The important role of reliable land surface model simulation in high-resolution multi-source soil moisture data fusion by machine learning

While machine learning (ML) is used to correct gridded soil moisture (SM) products by fusing in-situ observations, the contribution of land surface model (LSM)- and satellite-based SM products are yet to be validated over a large area, leading to imprudent adoption of SM product(s) for data fusion. In this study, single or multiple SM products from CSSPv2 LSM simulation, ERA5 and GLDASv2.1 reanalysis, and ESA-CCI satellite data with different resolutions are used to train ML models and generate daily SM estimates at 0.0625° resolution with in-situ measurements as target and relevant variables as auxiliary. Three widely used ML methods, namely Random Forest (RF), LightGBM, and XGBoost, were compared. Validations over independent in-situ stations during 2012–2017 showed the improvement of fusion products against their corresponding raw products, with KGE and CC increased by 87 % and 6 %, and RMSE decreased by 22 % for SM at surface and rootzone layers. Regionally, ML-based SM estimates improve mainly in southeast China.

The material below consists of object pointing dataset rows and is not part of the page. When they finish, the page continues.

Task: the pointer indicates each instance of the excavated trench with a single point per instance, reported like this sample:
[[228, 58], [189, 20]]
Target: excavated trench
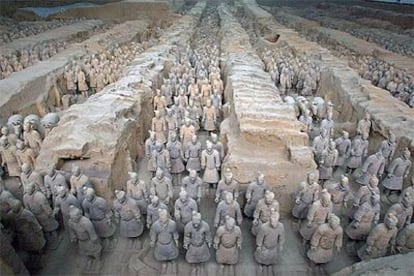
[[105, 134]]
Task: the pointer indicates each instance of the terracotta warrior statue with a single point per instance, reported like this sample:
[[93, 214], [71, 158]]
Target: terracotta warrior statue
[[161, 159], [129, 216], [77, 183], [366, 217], [343, 145], [317, 215], [176, 154], [255, 192], [326, 237], [153, 210], [137, 190], [97, 210], [29, 175], [164, 239], [227, 207], [28, 231], [210, 163], [8, 157], [405, 239], [197, 242], [364, 194], [340, 191], [264, 208], [397, 171], [373, 166], [193, 154], [183, 209], [161, 186], [193, 185], [380, 239], [24, 155], [82, 233], [53, 180], [227, 184], [227, 242], [270, 239], [328, 161], [307, 193], [36, 202], [403, 210]]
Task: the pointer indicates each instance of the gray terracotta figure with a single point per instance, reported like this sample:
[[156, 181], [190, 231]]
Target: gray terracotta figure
[[227, 242], [36, 202], [319, 144], [197, 242], [153, 210], [161, 158], [193, 185], [28, 231], [25, 155], [183, 209], [137, 190], [364, 125], [161, 186], [388, 149], [217, 145], [82, 233], [365, 218], [270, 240], [53, 180], [32, 137], [364, 194], [326, 238], [210, 163], [209, 119], [8, 157], [227, 207], [308, 192], [193, 154], [317, 215], [340, 191], [187, 132], [129, 216], [255, 191], [159, 126], [176, 154], [328, 161], [263, 210], [380, 239], [227, 184], [63, 201], [403, 210], [343, 145], [77, 183], [405, 239], [373, 166], [97, 210], [397, 171], [164, 239], [29, 175], [356, 154], [149, 148]]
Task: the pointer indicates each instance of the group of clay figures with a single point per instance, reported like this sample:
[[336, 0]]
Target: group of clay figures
[[16, 30], [91, 74], [21, 140], [29, 56], [319, 197], [292, 73]]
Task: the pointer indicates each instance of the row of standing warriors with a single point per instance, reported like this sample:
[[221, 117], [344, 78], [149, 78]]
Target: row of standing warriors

Merging three coarse-resolution SM datasets (i.e., ERA5, GLDASv2.1 and ESA-CCI) together with in-situ observations further increases KGE and CC by 15 % and 5 % against individual fusion products, but it still fails to outperform the individual high-resolution fusion product of ML/CSSPv2. Merging all four gridded SM products with in-situ data shows advantage against the ML/CSSPv2, with KGE and CC increased by 9 % and 7 %. The results are consistent by using different ML methods. This study suggests the importance of high-resolution LSM for SM data fusion, even with the emergence of ML approaches.